How to Save Money at Farmers Markets
Eating healthy can be expensive, and the high prices may discourage you from wanting to eat fresh produce. But you can get fresh, healthy produce from farmers markets, and you can support local businesses at the same time. Buying fruits and vegetables when they are in season will save you money, and so will these tips.
Buy in Bulk
Just like at the grocery store, buying in bulk saves you money. If the seller doesn’t have an advertised bulk deal, ask if there is a discount for a larger purchase. Don’t buy more than you can use, or your savings is wasted. Freeze or can extra produce, or ask friends and family if they would like to split the cost with you.
Shopping just before the farmers market ends can get you big discounts. You run the risk that popular items will be sold out, but you might be able to snag a great deal on what is left. This is especially true if the market is only open once a week or will be closed for several days. The grower doesn’t want to waste extra produce, so they will take less money in order to make a little profit.
Shop on Rainy Days
You can usually get great deals when the weather is bad. Rain, cold and even excessive heat drive away customers, so the farmer may offer discounts in order to get sales. Fewer customers also means that you can spend a few minutes talking to the farmer to build a relationship.
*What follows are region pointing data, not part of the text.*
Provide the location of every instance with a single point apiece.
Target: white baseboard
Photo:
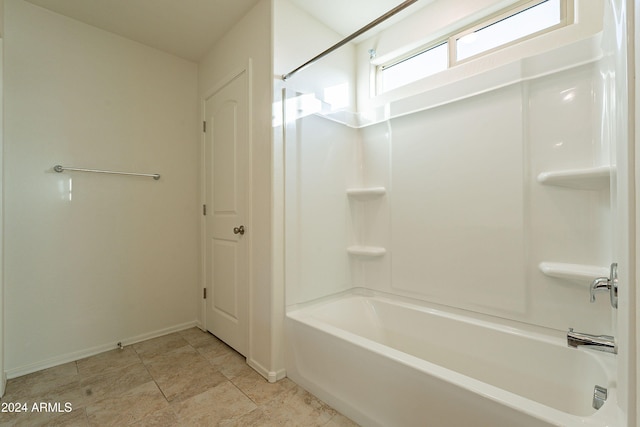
(77, 355)
(3, 383)
(271, 376)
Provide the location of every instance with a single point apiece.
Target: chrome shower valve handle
(610, 284)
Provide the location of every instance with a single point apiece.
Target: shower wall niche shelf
(576, 272)
(595, 178)
(366, 193)
(366, 251)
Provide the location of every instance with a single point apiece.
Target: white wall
(91, 259)
(2, 372)
(250, 39)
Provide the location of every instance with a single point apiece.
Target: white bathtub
(389, 362)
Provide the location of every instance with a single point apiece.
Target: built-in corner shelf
(595, 178)
(576, 272)
(366, 193)
(366, 251)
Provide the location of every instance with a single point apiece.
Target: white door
(226, 182)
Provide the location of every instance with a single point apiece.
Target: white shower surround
(375, 381)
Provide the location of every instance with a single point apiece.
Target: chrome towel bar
(59, 168)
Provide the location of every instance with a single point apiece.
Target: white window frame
(451, 39)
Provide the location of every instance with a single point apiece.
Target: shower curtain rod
(346, 40)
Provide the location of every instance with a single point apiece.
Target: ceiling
(185, 28)
(189, 28)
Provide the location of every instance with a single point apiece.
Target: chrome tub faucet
(604, 343)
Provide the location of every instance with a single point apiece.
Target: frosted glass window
(522, 24)
(416, 67)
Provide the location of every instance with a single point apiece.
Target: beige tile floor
(189, 378)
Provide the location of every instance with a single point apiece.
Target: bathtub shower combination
(452, 263)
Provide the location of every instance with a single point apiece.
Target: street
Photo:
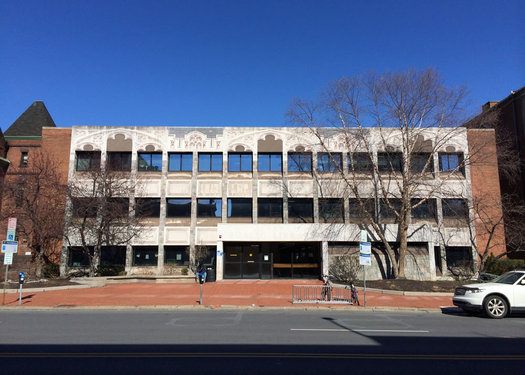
(275, 341)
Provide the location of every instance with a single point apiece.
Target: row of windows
(302, 209)
(269, 162)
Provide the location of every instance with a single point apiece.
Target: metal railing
(321, 294)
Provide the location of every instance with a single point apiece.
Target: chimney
(488, 105)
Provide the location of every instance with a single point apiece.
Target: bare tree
(101, 213)
(392, 127)
(36, 197)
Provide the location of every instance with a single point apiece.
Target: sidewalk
(221, 294)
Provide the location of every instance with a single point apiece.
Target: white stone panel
(301, 188)
(241, 188)
(206, 236)
(148, 188)
(211, 189)
(179, 189)
(177, 236)
(147, 236)
(270, 188)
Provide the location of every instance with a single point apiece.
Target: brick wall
(486, 194)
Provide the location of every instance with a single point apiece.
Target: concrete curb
(222, 307)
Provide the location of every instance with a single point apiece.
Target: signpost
(365, 257)
(9, 248)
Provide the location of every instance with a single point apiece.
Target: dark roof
(31, 122)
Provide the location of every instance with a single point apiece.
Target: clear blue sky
(239, 62)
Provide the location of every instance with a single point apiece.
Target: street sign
(11, 234)
(8, 258)
(11, 223)
(9, 246)
(365, 253)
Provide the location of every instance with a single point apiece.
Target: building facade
(267, 203)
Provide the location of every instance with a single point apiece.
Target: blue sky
(237, 63)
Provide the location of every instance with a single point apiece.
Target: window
(113, 255)
(210, 162)
(390, 162)
(388, 213)
(331, 210)
(418, 161)
(209, 207)
(454, 209)
(458, 256)
(240, 162)
(78, 256)
(329, 162)
(355, 210)
(119, 161)
(299, 162)
(150, 162)
(300, 210)
(426, 210)
(360, 162)
(179, 255)
(147, 207)
(178, 207)
(239, 207)
(270, 207)
(85, 207)
(145, 255)
(270, 162)
(180, 162)
(87, 160)
(23, 159)
(451, 162)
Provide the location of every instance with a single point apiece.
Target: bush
(51, 271)
(500, 266)
(111, 270)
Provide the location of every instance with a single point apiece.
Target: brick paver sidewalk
(269, 293)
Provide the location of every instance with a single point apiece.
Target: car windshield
(508, 278)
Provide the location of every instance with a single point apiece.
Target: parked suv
(497, 298)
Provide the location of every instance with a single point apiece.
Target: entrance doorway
(269, 260)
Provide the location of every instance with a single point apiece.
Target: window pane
(178, 207)
(270, 207)
(187, 162)
(301, 208)
(299, 162)
(239, 207)
(204, 162)
(209, 207)
(174, 163)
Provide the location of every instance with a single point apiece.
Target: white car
(501, 296)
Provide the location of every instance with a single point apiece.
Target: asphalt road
(257, 342)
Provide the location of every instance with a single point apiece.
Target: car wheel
(496, 307)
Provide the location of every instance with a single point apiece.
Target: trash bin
(210, 274)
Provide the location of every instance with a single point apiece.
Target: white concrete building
(266, 202)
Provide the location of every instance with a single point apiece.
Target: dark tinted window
(150, 161)
(301, 208)
(209, 207)
(239, 207)
(147, 207)
(180, 162)
(119, 161)
(270, 207)
(389, 162)
(299, 162)
(269, 162)
(329, 162)
(239, 162)
(178, 207)
(87, 160)
(210, 162)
Like any business, farmers rely on repeat customers. Build a relationship with the farmer by complimenting his produce or making small talk. When he sees you visit his booth regularly, he may offer a discount for being a frequent customer.
At most markets, it is perfectly acceptable to haggle on prices. In some markets, it is even expected. Don’t be afraid to offer less than the asking price, but be polite when you ask. Don’t offer too low of a price because he may be insulted and less likely to give a discount.
Eating healthy doesn’t have to break your food budget. Farmers markets are a great way to save money on healthy, fresh produce, and you get a chance to know the person who grew your food and support your local economy.